I think my sense of "dead end" would entail none of those directions panning out into anything interesting. You would "explore the latent spaces" only to find nothing of value. Embedding the LLM models wouldn't end up doing anything useful for whatever reason, and philosophy would continue on without any change.
What will happen is that new buzzwords will be invented, and a new fad will take its place. And we will be stuck with the short end of the stick again. You can hope, but shit doesn't really get cheaper for us common folk, ever. :/
I think there is little chance it is a "dead end", it's here to stay but at least LLMs seem to have hit the diminishing returns curve already, despise what investors might think, and so far none of the big providers actually makes money for all that investment
I think for many, if LLMs and AI only improves marginally in the next 5-10 years it is effectively a dead end. The capital expenditure necessitates AI does something exponentially more valuable than what it does now.
I think we are saying the same thing.i just think the pull back on AI will be dramatic unless something amazing happens very soon.
I just don’t see it. Both professionally and personally I’m producing so much more now. Back burner projects that weren’t worth months of my time are easily worth a few hours and $20 or whatever.
You’re probably already experienced at your job and using AI to enhance that, or at least using that experience to keep the AI results clean. That’s something you or a company would want to pay for but it has to be a lot more than today’s prices to make it profitable. Companies want to get more out of you, or get a better price/performance ratio (an AI that delivers cheaper than the equivalent human).
But current gen AIs are like eternal juniors, never quite ready to operate independently, never learning to become the expert that you are, they are practically frozen in time to the capabilities gained during training. Yet these LLMs replaced the first few rungs of the ladder so human juniors have a canyon to jump if they want the same progression you had. I’m seeing inexperienced people just using AI like a magic 8 ball. “The AI said whatever”. [0] LLMs are smart and cheap enough to undercut human juniors, especially in the hands of a senior. But they’re too dumb to ever become a senior. Where’s the big money in that? What company wants to pay for the “eternal juniors” workforce and whatever they save on payroll goes to procuring external seniors which they’re no longer producing internally?
So I’m not too sure a generation of people who have to compete against the LLMs from day 1 will really be producing “so much more” of value later on.

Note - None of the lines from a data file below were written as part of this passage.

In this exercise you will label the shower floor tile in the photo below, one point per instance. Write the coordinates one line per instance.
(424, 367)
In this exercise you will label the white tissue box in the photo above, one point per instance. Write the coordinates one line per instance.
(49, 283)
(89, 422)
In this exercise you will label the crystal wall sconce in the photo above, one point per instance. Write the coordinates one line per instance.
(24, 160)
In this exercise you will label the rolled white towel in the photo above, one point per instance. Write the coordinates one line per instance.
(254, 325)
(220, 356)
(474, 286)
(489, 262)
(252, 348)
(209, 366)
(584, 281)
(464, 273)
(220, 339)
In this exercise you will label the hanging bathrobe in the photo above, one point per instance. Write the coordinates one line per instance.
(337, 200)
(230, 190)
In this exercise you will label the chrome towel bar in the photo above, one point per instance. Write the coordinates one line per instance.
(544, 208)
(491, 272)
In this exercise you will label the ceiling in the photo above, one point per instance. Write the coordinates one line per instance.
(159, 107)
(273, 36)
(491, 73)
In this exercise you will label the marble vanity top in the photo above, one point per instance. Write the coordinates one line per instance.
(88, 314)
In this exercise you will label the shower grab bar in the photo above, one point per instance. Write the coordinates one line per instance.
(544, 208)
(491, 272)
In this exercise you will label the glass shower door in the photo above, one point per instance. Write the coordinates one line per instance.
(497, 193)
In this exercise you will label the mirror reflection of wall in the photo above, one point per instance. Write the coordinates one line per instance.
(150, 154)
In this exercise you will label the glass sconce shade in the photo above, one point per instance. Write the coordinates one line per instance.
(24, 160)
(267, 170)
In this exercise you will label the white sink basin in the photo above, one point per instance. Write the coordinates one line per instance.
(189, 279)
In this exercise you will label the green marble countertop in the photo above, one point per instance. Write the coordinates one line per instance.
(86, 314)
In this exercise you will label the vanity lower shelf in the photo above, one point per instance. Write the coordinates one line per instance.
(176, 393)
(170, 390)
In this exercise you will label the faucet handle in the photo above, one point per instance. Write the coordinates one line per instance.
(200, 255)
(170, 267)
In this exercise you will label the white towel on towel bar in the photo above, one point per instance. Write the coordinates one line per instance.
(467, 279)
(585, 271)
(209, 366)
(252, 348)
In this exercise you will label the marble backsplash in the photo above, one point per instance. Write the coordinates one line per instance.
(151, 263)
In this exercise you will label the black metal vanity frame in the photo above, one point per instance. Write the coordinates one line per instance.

Maybe a select few will. Without a big jump in model quality we might see “always junior” LLMs without seniors to enhance. This is not sustainable.
And you enhancing your carpentry skills for your free time isn’t what pays for the datacenters and some CEO’s fat paycheck.
[0] I hire trainees/interns every year, and pore through hundreds of CVs and interviews for this. The quality of a significant portion of them has gone way down in the past years, coinciding with LLMs gaining popularity.
This is thoroughly debunked at this point. The frontier labs are profitable on the tokens they serve. They are negative when you bake in the training costs for the next generation.
So what. Fluctuations over a year or two are meaningless. Do you really believe that the constant-dollar price of an LLM token will be higher in 20 years?
I can see a world where energy costs rise at a rate faster than overall inflation, or are a leading indicator. In that scenario then yes I could see LLM token costs going up.
Lol are people like you going to be enough to support the large revenues? Nope.
A firm that see's rising operating expenses but no not enough increase in revenue will start to cut back on spending on LLMs and become very frugal (e.g. rationing).